Highlights & Insights¶
- Reframing "hard to detect" as "easy to predict relations": Long lines and irregular boxes are detection nightmares. Treating them as relations and text as qualifiers bypasses these bottlenecks.
- Qualifier mechanism makes Knowledge Graphs practical: Standard triplets only describe connectivity; HKG uses qualifiers to store parameters like "pressure" and "model," significantly increasing utility for downstream industrial agents.

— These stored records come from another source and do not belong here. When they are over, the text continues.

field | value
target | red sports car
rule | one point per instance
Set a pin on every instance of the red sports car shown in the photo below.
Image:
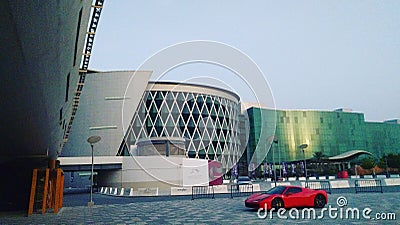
(287, 197)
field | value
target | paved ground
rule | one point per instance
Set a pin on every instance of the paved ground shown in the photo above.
(221, 210)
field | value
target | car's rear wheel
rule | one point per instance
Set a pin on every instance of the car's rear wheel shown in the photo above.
(277, 203)
(319, 201)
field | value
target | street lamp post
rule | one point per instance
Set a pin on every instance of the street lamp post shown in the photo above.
(92, 140)
(303, 147)
(275, 140)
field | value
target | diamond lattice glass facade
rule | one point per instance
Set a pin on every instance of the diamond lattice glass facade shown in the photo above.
(205, 118)
(330, 132)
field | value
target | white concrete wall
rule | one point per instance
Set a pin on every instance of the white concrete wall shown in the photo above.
(169, 170)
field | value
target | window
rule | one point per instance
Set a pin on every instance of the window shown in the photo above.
(293, 190)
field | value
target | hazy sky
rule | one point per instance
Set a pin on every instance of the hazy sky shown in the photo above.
(318, 55)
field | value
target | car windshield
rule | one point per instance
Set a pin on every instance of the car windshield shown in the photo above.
(276, 190)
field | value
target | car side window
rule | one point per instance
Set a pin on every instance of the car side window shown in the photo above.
(293, 190)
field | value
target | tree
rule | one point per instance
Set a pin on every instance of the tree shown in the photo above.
(319, 156)
(368, 163)
(393, 160)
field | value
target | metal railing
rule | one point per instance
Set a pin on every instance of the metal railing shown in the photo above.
(368, 185)
(238, 190)
(319, 185)
(202, 192)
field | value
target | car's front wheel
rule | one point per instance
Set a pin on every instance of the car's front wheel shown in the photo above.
(319, 201)
(277, 203)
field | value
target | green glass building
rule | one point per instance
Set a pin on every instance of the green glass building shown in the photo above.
(330, 132)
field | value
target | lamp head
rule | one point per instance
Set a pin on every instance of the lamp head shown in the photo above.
(303, 146)
(93, 139)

- Pruning + Reconstruction combination is transferable: The "training-time reconstruction branch for inference-time zero-cost pruning" strategy is effective for any high-resolution document parsing task containing fine structures.
Limitations & Future Work¶
- Small data scale (762 P&ID images) and heavy reliance on custom annotations.
- High dependency on external OCR; OCR errors directly propagate to the HKG.
- Lack of comparison with proprietary industrial parsing pipelines.
Related Work & Insights¶
- vs Relationformer: DTRT's one-stage approach eliminates the \(O(N^2)\) matching complexity, being 8x faster while more accurate.
- vs SGTR: DTRT uses DDVA to focus on connection regions, whereas SGTR relies more on distance and category similarity, leading to lower recall.
- vs DynamicViT/EViT: These general pruning methods struggle with document details; DTRT's generative reconstruction constraint makes pruning viable for high-resolution diagrams.
Rating¶
- Novelty: ⭐⭐⭐⭐ Reframing parsing as hyper-relational scene graph generation is innovative.
- Experimental Thoroughness: ⭐⭐⭐⭐ Solid metrics across two datasets, though data size and commercial baseline comparisons are limited.
- Writing Quality: ⭐⭐⭐⭐ Clear formulas and flow, despite the minor typo in the abstract.
- Value: ⭐⭐⭐⭐ End-to-end, low-computation solution addresses a real industrial pain point.